Coming up at the jump, a look at the specifics of each new initiative and more on why each is important.
OHL Strengthens Fighting Rules
The OHL has often been on the forefront of player safety in junior hockey, but hasn’t always gotten it right. There have been occasions where rules haven’t gone far enough and sometimes there are suspensions that go too far, but the effort has always been there to make the game safer.
OHL commissioner David Branch has been on record for well over a year on the fact that an appetite to not eliminate, but curtail fighting, exists among Junior hockey execs and fans, even if it is perhaps a minority appetite.
What the OHL has done is somewhat of a compromise, one that is sure to upset the pro-fighting crowd and the anti-fighting crowd. One side will say it’s too far, the other not enough, but in my estimation, it’s just right.
Here are the specifics from the OHL:
- If a player is assessed a fighting major for the 11th – 15th time during the regular season, such player is assessed an automatic two (2) game suspension for each additional fighting major in addition to any other penalties assessed.
- If a player is assessed a fighting major for the 16th time or more during the regular season, such player is assessed an automatic two (2) game suspension and the hockey club is fined $1,000.00 for each additional fighting major in addition to any other penalties assessed.
- If a player is deemed to be the instigator in any of the fights above the ten (10) game threshold, such player would be assessed an automatic four (4) game suspension in addition to any other penalties assessed.
Note: If a player is instigated upon, the fighting major is not included in the player’s total number of fights.
As Branch told the media Wednesday, this will help crack down on “needless altercations,” of which there are likely many.
As Neate Sager pointed out in the story attached to that link, the OHL’s leading fighter had 37 fighting majors. How many were warranted? How many were staged? How many did this player instigate? These are all questions that will be answered by this added monitoring in 2012-13, which is probably a good thing. Players now have a budget essentially, which means they’ll have to pick and choose their spots.
“Ninety-two per cent of our players are involved in less than 10 fights [in a season],” said Branch. “Sixty-six per cent of our players are involved in less than two fights in a given season.”
This likely won’t help appease the anti-fighting crowd, but what it does is takes a step. While medical research is continually showing fighting in junior hockey could be significantly more dangerous than anyone is willing to admit, curtailing the overall number of altercations is positive.
The OHL’s research apparently showed fighting ranks third or fourth in terms of the concussions caused in the league according to Branch (also from Sager).

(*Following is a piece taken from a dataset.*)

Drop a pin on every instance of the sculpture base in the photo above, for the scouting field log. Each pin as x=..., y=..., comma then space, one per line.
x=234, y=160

It doesn’t sound like much, but could easily slide further down the rankings by this new rule and eliminated by an outright ban.
Here’s my biggest problem with the fighting debate. The word concussion should be removed from it entirely. As the extensive research at Boston University has shown, chronic traumatic encephalopathy, defined in depth here, does not require concussions to develop, particularly within teenagers. It is important to remember that the teenage brain is more susceptible to injury than the adult brain. As BU’s Dr. Robert Cantu told the Boston Globe’s Fluto Shinzawa last August:
According to Dr. Robert Cantu, the co-director of Boston University’s Center for the Study of Traumatic Encephalopathy, younger brains are not as myelinated, meaning they have less insulation than brains of adults. Also, boys’ necks are weaker than those of adults. Their heads are disproportionately large for their bodies.
“That sets up a younger person to have injuries to the brain that are greater than those sustained at a later age from the same force,’’ Cantu said. “It takes more force later on to produce the same injury.
“It’s important not to have a head injury at any age. It’s particularly important not to have it at a young age. Fighting is certainly to be discouraged, especially at young ages, for those reasons.’’
This research, which is endorsed the world around by medical professionals, is important. Not once is the word concussion mentioned in that series of statements from Cantu.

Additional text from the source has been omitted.